The Unloved Euro
Once upon a time, the euro had aspirations to challenge the dollar's status as the world's reserve currency of choice. Instead, the common European currency is losing favor as a store of value. And as European banks scale back their trading activities, the euro's role on the global stage is likely to diminish further.
Almost a decade ago, Deutsche Bank was predicting that the euro could account for as much as 40 percent of global foreign-exchange reserves. Instead, according to a new report from the European Central Bank, its usage has declined every year this decade and dipped below 20 percent at the end of last year, beating the yen's 4.1 percent share but a distant second to the dollar's 64.1 percent proportion:
The euro remains the world's second most-used currency for international payments, but its share of total transactions is down to 31.47 percent from 33.52 percent at the start of 2014, according to figures compiled by the Society for Worldwide Interbank Financial Telecommunication. (China's yuan, by contrast, has climbed to fifth place from seventh, albeit with a share of just 1.76 percent.)
Another potential cloud on the euro's horizon is the June 23 U.K. vote on whether to abandon the European Union. Britain dominates currency market activity, handling 41 percent of all foreign exchange trading, according to the most recent report from the Bank for International Settlements. That's more than double the 19 percent share for the U.S. or third-placed Singapore's 5.7 percent.
But if Britain finds itself outside of the EU, the ability of London traders to trade euro-denominated securities will diminish -- the interest-rate swaps market, for example, is likely to head to Paris -- and their accompanying appetite to trade the currency itself will also shrink. And while some of that pure currency business will just cross the Channel along with the securities, a proportion of it will probably just disappear for good.
The biggest risk to the euro's standing, though, is the relentless contraction of Europe's investment banks.
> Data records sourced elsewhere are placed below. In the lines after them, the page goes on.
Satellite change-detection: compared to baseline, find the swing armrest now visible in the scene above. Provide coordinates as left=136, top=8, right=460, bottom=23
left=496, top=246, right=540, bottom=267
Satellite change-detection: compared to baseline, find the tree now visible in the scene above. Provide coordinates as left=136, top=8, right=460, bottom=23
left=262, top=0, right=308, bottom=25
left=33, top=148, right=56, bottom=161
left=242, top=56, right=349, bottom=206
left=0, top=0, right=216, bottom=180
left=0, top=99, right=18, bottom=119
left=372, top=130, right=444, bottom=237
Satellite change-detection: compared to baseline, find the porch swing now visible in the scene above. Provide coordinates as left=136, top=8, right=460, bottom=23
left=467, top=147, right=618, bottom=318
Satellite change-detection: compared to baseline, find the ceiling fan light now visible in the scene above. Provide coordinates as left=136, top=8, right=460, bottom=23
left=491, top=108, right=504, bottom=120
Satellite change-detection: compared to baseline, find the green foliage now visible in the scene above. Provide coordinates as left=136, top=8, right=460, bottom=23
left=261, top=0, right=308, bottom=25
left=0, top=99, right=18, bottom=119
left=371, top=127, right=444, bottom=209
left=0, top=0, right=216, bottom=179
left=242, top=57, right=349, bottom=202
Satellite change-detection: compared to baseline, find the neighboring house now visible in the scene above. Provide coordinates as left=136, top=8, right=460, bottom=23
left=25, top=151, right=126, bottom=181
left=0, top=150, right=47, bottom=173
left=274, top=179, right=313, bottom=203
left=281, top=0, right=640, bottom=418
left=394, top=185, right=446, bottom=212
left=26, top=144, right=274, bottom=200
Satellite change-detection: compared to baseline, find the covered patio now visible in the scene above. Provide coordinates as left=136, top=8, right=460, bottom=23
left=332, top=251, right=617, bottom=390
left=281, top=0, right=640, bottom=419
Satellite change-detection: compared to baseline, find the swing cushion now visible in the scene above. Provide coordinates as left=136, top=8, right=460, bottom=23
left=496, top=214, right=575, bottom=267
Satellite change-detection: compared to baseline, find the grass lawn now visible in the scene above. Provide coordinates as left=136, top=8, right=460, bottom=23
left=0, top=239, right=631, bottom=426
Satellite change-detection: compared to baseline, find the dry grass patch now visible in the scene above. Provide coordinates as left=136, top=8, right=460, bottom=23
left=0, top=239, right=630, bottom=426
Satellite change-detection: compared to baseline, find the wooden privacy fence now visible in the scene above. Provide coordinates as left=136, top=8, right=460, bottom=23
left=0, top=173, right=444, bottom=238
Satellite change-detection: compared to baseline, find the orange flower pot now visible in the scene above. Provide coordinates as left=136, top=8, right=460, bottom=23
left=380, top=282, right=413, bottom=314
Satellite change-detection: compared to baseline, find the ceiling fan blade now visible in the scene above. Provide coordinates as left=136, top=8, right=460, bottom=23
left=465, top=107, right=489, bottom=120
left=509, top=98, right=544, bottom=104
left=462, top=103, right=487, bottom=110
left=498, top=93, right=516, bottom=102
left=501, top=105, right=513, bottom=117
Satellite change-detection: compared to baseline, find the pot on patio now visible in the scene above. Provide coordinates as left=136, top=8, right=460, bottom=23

At the start of the decade, for example, Deutsche Bank controlled more than 18 percent of the currency market, while Barclays had more than 11 percent. Those proportions have shrunk to 7.9 percent and 5.7 percent respectively, according to the latest market survey from Euromoney:
While U.S. banks also trade euros, it's pretty clear that as European firms become less active in the currency market, their domestic currencies are also likely to be less actively bought and sold. The British pound, for example, has also lost ground, with the Swift figures showing its presence in global payments dropping to 8.78 percent from 9.37 percent in the past two years. The Swiss franc, by contrast, has gained modestly to 1.52 percent from 1.38 percent as UBS's FX market share has recovered to 8.8 percent from 7.3 percent a year ago.
There's more to having a successful currency than just bragging rights. While it's impossible to put a dollar (or euro) value on liquidity, the credit-crunch taught us that when trading dries up, your financial system suffers disproportionately. Unfortunately for the euro, the evidence suggests that surviving the existential crisis of the last few years has done nothing to boost its global popularity.